Our boat, Drumroll Please was built by the Boy Scouts from Troop 8 and Crew 8 in Wakulla County. These Scouts, also known as The Barrelheads, were the returning champions from the 2012 Regatta, back again with recycled 55 gallon drums. This year, instead of a catamaran style craft, we had fabricated a long center hull with two smaller drums as outrigger floats, or amas, to keep the long hull from rolling over. The six drums (donated by St. Marks Powder) were bolted together, end to end for a total length of just under 18'. It was designed for a four man crew to sit on top, with cut out sections or cockpit, for your legs. The cut out pieces were then used to form the blades for the paddles. Over the course of about three weeks, our Scouts built, tested and modified their craft. It was a marvel of low tech engineering and creativity. It would win no contest for beauty, but function it did, and it did it well.

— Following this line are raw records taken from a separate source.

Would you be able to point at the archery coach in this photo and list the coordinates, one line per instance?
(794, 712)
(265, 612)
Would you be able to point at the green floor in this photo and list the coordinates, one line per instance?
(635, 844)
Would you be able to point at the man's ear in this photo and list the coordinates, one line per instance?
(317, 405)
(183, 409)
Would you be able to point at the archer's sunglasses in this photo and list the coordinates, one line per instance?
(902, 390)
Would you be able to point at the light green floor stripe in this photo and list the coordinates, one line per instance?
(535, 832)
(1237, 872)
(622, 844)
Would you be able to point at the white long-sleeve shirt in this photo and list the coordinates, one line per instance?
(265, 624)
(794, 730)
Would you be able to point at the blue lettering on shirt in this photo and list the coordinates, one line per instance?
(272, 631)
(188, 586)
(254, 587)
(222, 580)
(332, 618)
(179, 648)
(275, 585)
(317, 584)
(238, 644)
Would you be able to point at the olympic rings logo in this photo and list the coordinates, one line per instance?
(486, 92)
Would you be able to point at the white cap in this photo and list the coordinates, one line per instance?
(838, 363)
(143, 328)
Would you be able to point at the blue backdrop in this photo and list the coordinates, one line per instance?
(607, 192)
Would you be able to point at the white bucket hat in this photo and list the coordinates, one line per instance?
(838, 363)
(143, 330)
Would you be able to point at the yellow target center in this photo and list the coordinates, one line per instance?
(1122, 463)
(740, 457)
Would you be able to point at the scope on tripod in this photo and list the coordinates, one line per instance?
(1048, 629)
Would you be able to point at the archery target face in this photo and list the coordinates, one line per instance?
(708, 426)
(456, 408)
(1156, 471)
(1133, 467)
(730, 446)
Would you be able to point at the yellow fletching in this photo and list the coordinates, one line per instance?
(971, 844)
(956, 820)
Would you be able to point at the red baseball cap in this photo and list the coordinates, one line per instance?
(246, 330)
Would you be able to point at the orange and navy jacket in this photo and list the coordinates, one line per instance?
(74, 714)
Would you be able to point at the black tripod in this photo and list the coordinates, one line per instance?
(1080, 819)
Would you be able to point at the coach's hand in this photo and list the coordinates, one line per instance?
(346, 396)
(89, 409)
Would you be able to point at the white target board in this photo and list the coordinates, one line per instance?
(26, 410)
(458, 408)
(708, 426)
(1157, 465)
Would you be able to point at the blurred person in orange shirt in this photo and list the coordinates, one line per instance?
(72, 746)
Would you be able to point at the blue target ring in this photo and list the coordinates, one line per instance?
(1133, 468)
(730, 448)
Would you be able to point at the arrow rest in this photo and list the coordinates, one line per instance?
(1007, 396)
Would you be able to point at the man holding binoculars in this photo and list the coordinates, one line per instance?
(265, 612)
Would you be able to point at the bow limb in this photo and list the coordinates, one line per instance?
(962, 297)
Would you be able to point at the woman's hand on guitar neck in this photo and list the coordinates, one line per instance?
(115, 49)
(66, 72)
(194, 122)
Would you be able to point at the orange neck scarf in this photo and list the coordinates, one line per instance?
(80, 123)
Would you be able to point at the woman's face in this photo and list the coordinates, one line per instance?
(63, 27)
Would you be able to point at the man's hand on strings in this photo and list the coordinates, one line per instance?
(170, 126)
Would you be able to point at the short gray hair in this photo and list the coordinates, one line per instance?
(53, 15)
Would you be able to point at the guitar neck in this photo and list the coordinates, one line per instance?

The crew of Drumroll Please and The Barrelheads was made up of two Eagle Scouts, Gil Damon and Zack Dunaway and two adult Scout Leaders, Alfie Boone, and myself, David Damon. Over a twelve year period, this group of Scouts had been in many waterfront competitions, usually against other Scout troops. They have a long track record of winning anything water related, they were in their element.
As the first of two heats was held, the crew of Drumroll Please watched as the first place craft crossed the finish line in around six minutes. We now knew that the six minutes was a time we had to beat, along with any boats in the second heat. As we lined up at the starting line, the horn blasted and we were off. It was a synchronized effort of paddling combined with the latest in recycled naval engineering as Drumroll Please quickly took the lead. The hard work and fun had paid off, the last minute untested changes to our craft proved to work out well. In a few short minutes after the blast of the horn, Drumroll Please crossed the finish line to the cheers of the spectators lining the seawall. Troop and Crew 8 would again take home the most amazing first place trophy, itself built from recycled materials and spray painted gold! Along with the trophy, they received gift certificates from the race sponsors Bay Leaf Market in Crawfordville and Sopchoppy Pizza.
Three other trophies were also awarded in the spirit of the event, “Most creative use of materials”, “Titanic Award to the most spectacular failure”, and the “People's Choice”.
A special thanks goes out to the amazing staff at the FSU Coastal & Marine Lab for all their hard work and efforts! Whatever Floats Your Boat is a fun way to bring awareness to the importance of recycling. In Scouting, we have a program called Leave No Trace that encourages Scouts to be aware of their surroundings and to limit their impact on the environment, that also includes recycling.
It had been a fun day for all, both spectators and participants! If you missed this years race, come out next year, Troop 8 and Crew 8 will be back with an all new craft. Better yet, get a group of friends together, build a recycled boat and show up next year the starting line.